Department of Microbiology, Faculty of Medicine, Chiang Mai University, Chiang Mai, 50200, Thailand.
F1000Res. 2024 May 31;13:556. doi: 10.12688/f1000research.149577.1. eCollection 2024.
Determining the appropriate computational requirements and software performance is essential for efficient genomic surveillance. The lack of standardized benchmarking complicates software selection, especially with limited resources.
We developed a containerized benchmarking pipeline to evaluate seven long-read assemblers-Canu, GoldRush, MetaFlye, Strainline, HaploDMF, iGDA, and RVHaplo-for viral haplotype reconstruction, using both simulated and experimental Oxford Nanopore sequencing data of HIV-1 and other viruses. Benchmarking was conducted on three computational systems to assess each assembler's performance, utilizing QUAST and BLASTN for quality assessment.

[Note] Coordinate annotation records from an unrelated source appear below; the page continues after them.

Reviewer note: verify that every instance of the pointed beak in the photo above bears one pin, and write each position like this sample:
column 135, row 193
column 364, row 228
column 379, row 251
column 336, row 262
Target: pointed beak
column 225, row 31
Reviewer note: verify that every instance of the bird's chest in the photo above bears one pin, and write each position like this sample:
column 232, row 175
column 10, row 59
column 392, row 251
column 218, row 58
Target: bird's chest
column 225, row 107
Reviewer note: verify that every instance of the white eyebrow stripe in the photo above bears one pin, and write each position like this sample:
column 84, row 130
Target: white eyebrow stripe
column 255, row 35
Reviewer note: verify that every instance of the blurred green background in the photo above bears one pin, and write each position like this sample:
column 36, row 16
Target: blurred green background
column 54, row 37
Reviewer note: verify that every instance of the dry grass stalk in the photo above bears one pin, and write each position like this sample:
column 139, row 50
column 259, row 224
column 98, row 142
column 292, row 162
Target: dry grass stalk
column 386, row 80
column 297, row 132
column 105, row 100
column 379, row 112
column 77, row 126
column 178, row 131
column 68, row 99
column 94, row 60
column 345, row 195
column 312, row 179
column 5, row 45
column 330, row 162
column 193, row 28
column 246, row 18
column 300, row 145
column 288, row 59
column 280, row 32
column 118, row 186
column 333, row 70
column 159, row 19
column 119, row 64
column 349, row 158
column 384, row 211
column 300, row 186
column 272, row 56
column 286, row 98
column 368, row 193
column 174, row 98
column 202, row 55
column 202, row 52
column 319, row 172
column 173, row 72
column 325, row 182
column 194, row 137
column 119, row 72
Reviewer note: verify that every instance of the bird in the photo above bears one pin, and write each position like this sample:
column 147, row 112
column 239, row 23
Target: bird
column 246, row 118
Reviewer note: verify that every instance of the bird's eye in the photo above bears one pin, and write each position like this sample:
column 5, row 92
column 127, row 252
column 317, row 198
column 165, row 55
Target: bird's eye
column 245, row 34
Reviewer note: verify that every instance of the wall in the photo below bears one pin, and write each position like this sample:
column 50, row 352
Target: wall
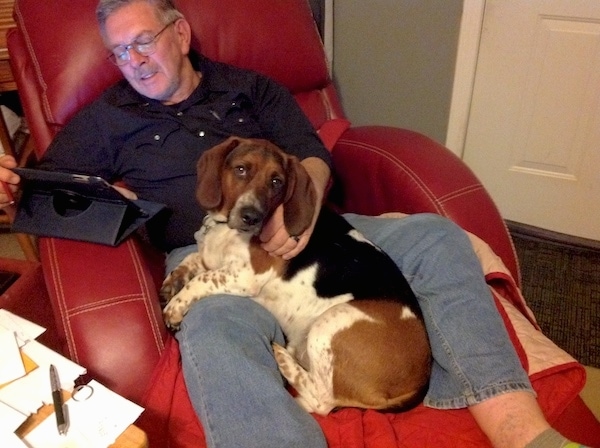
column 394, row 61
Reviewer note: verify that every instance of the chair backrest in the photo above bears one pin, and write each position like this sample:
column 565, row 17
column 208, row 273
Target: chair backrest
column 60, row 65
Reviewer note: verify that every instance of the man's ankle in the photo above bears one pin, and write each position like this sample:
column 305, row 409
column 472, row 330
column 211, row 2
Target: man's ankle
column 551, row 438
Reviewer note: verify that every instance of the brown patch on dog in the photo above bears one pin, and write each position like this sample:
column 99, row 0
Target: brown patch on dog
column 383, row 364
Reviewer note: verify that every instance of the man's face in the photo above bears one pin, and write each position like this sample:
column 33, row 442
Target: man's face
column 158, row 75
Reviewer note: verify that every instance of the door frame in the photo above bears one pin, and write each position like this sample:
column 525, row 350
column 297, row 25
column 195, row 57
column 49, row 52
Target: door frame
column 464, row 74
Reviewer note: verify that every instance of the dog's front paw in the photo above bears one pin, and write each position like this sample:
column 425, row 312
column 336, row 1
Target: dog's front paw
column 173, row 313
column 175, row 282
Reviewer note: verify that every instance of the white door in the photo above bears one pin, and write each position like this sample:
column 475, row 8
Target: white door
column 533, row 132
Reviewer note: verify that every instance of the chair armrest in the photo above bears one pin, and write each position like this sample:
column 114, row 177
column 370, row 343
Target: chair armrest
column 381, row 169
column 107, row 310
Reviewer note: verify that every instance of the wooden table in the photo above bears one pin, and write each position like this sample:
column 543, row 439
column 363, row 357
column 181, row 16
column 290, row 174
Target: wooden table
column 132, row 437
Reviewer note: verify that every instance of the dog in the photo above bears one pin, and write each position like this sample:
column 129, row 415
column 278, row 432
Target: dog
column 355, row 333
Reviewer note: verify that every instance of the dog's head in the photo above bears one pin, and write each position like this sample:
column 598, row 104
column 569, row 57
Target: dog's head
column 245, row 180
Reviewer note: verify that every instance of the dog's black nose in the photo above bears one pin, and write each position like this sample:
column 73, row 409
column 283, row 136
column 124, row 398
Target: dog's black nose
column 251, row 216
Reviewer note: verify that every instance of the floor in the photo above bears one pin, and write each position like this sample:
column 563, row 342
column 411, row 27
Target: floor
column 9, row 248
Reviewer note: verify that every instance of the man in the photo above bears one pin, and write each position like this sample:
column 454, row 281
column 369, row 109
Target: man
column 149, row 131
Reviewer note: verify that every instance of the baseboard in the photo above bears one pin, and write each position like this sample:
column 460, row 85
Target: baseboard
column 537, row 233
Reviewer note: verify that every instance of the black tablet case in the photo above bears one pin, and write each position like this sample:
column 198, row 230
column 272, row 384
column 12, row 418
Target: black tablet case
column 78, row 207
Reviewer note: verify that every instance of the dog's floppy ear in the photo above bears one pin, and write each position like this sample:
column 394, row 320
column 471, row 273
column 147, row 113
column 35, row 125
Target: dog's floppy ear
column 300, row 199
column 210, row 168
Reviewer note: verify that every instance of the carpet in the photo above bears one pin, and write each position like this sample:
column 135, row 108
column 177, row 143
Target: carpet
column 561, row 284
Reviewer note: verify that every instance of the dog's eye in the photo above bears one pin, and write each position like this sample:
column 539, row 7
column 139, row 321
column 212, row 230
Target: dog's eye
column 276, row 183
column 240, row 170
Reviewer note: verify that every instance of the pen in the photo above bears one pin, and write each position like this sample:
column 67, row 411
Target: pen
column 61, row 416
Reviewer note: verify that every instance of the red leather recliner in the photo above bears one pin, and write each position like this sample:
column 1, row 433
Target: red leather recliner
column 105, row 299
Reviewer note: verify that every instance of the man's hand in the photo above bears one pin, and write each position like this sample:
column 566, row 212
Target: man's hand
column 275, row 237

Our findings show that assembler choice significantly impacts assembly time, with CPU and memory usage having minimal effect. Assembler selection also influences the size of the contigs, with a minimum read length of 2,000 nucleotides required for quality assembly. A 4,000-nucleotide read length improves quality further. Canu was efficient among assemblers but not suitable for multi-strain mixtures, while GoldRush produced only consensus assemblies. Strainline and MetaFlye were suitable for metagenomic sequencing data, with Strainline requiring high memory and MetaFlye operable on low-specification machines. Among reference-based assemblers, iGDA had high error rates, RVHaplo showed the best runtime and accuracy but became ineffective with similar sequences, and HaploDMF, utilizing machine learning, had fewer errors with a slightly longer runtime.
The HIV-64148 pipeline, containerized using Docker, facilitates easy deployment and offers flexibility to select from a range of assemblers to match computational systems or study requirements. This tool aids in genome assembly and provides valuable information on HIV-1 sequences, enhancing viral evolution monitoring and understanding.
确定适当的计算要求和软件性能对于高效的基因组监测至关重要。缺乏标准化的基准测试使得软件选择变得复杂,尤其是在资源有限的情况下。
我们开发了一个容器化的基准测试管道,用于评估七种长读长组装器-Canu、GoldRush、MetaFlye、Strainline、HaploDMF、iGDA 和 RVHaplo-用于病毒单倍型重建,使用模拟和实验性的牛津纳米孔测序数据 HIV-1 和其他病毒。在三个计算系统上进行基准测试,以评估每个组装器的性能,使用 QUAST 和 BLASTN 进行质量评估。
我们的研究结果表明,组装器的选择显著影响组装时间,而 CPU 和内存使用的影响最小。组装器的选择也会影响 contigs 的大小,需要至少 2000 个核苷酸的最小读取长度才能进行高质量的组装。4000 个核苷酸的读取长度可以进一步提高质量。Canu 在组装器中效率较高,但不适合多菌株混合物,而 GoldRush 仅产生共识组装。Strainline 和 MetaFlye 适用于宏基因组测序数据,Strainline 需要高内存,MetaFlye 可在低规格机器上运行。在基于参考的组装器中,iGDA 错误率较高,RVHaplo 运行时和准确性最好,但在相似序列下效果不佳,而利用机器学习的 HaploDMF 错误较少,运行时间略长。
使用 Docker 容器化的 HIV-64148 管道便于轻松部署,并提供了从一系列组装器中进行选择的灵活性,以匹配计算系统或研究要求。该工具有助于基因组组装,并提供有关 HIV-1 序列的有价值信息,增强了病毒进化监测和理解。